Let's look at each one briefly! You will have to come to my classes to dig deeper! :)
When I think about purpose, I think about True North. What is True North? For me its a guiding beacon that continues to give me direction as a company and leads the company to successful thinking that fosters good leadership. An example that guided us at Toyota was - Customer First thinking, making the highest quality product, at the lowest cost, with the shortest lead time, in the safest manner, all while respecting people. This cut across all our key performance indicators as a company and it was an evolutionary statement. We never got there because if we did we raised the bar and improved. Purpose to me is why you are doing business!
When I think about people I think about the most important asset in your organization! It goes on to say in the Toyota Way Values book that they (your people) can determine the rise and fall of your business. If we don't invest in our people then we are missing out on the extraordinary brainpower they have to make a difference. It is our job as leaders to develop their thinking everyday at the gemba by asking the right questions. People are the heart and soul of lean thinking and without their buy-in, engagement, involvement, and understanding of how it ties to purpose and alignment of their work; then it will be short term gains at best. As we all know the infamous "flavor of the month" sets in. I remember when I was promoted into management at Toyota my trainer said to me, "Tracey san, do you realize that 50% of your job now is to develop your people"! I'm here to tell you this is KEY!

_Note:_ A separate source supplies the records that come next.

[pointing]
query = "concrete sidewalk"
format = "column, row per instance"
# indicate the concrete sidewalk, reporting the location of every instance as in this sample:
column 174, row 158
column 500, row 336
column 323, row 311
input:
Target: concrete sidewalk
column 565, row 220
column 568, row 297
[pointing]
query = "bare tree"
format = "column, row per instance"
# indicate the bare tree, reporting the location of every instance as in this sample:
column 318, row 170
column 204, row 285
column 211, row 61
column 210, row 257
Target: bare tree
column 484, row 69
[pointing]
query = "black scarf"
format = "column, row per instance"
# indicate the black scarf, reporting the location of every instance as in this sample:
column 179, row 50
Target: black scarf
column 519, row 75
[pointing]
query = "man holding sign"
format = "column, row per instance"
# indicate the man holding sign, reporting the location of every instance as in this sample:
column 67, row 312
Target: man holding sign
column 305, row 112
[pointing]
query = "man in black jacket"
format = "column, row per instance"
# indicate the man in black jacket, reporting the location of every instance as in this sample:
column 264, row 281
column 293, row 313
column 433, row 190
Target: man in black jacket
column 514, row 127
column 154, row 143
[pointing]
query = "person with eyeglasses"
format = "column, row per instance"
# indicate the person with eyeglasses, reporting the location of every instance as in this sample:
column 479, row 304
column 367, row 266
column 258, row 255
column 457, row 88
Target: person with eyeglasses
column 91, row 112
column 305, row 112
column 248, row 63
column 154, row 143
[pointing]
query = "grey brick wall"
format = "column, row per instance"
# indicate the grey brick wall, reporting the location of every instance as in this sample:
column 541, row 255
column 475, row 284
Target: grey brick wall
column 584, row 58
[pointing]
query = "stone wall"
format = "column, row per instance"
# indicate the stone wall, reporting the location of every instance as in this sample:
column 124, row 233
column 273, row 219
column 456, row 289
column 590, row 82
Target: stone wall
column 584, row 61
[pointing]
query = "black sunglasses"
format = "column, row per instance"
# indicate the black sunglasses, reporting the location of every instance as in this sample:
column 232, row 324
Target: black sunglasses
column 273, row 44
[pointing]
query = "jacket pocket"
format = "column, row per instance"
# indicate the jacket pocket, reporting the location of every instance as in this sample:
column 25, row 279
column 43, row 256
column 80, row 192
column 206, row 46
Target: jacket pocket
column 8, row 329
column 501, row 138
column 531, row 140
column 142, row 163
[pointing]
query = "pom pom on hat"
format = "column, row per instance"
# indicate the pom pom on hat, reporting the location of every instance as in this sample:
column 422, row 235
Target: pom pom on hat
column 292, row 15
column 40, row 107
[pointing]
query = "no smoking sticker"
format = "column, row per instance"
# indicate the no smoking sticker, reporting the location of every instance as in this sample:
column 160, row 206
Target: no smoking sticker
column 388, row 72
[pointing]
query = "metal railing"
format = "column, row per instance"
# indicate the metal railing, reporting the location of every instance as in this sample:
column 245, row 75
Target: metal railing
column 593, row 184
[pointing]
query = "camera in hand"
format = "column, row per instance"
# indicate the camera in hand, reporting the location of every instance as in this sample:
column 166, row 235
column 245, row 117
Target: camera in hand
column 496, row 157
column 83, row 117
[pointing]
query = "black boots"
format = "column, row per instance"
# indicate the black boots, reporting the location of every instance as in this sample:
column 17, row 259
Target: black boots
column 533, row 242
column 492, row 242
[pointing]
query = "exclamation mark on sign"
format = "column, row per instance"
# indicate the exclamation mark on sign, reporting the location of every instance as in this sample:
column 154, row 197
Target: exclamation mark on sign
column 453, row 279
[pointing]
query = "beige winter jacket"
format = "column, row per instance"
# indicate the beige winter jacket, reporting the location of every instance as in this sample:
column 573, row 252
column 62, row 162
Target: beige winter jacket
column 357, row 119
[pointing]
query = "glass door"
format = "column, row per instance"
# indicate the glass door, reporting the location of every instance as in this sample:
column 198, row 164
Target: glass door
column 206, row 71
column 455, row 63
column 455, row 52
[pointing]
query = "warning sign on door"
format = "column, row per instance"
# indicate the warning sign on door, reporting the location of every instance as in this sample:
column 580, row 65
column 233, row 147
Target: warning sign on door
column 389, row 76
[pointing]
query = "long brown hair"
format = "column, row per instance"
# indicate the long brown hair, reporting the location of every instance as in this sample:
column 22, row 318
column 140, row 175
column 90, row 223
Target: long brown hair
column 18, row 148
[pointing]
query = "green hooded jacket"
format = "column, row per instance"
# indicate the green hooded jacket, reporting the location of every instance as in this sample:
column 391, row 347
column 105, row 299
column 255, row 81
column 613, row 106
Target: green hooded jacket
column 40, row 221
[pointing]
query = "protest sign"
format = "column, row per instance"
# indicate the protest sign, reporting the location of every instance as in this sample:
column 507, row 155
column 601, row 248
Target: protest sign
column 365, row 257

Do you realize as human beings that our lives our centered around processes or routines? When you get down to it everything we do has some type of process to it. We are creatures of habit. Just to get to my blog there was a process for you to follow. To get up everyday and get ready for work you have a process. If there is an output created then there is a process involved. It is our role as a leader to document these processes and standardize them so your people understand the expectations. As Taichii Ohno says, "without a standard there can be no kaizen!". So standards are just the processes we do. I agree we may not have the same way to do them, but as a leader you must create the best known method in order to gain consensus and buy-in (as discussed above). Then if there is a better way we improve. You do not have to manufacture anything to have processes. I can value stream for you going to the grocery store and all the waste involved. :). Please understand that with a solid purpose, engaged people, and documented processes sets up beautifully to recognize the abnormality; which takes us to the last P.
When we have the ability to recognize abnormality at a glance we are light years ahead of most organizations. I often ask the question: How do you know you have a problem? I often hear, "well it happens a lot". I can remember once saying that to my Japanese trainer. He replied, "Oh, a lot I do not understand, please explain". This was his way of saying please do NOT make assumptions if you don't have the facts. What is a lot? If we don't have documented standards where we can see abnormality the it leaves us to guess guessing leads to symptom fighting. It also tends to remove the ability to hold our people accountable for their actions. Once the abnormality is discovered then we apply PDCA (plan do check act) thinking in the form of the 8 step problem solving process to eliminate the gaps. To me, problem solving is the glue that makes it all stick together! Without the 4P's you probably have a fire hose on your back. Just a guess! :)
So if you have any doubts that lean is just a manufacturing based methodology, then I would like to challenge you to think differently about the thinking behind lean and that it can be translated into ANY organization. I promise!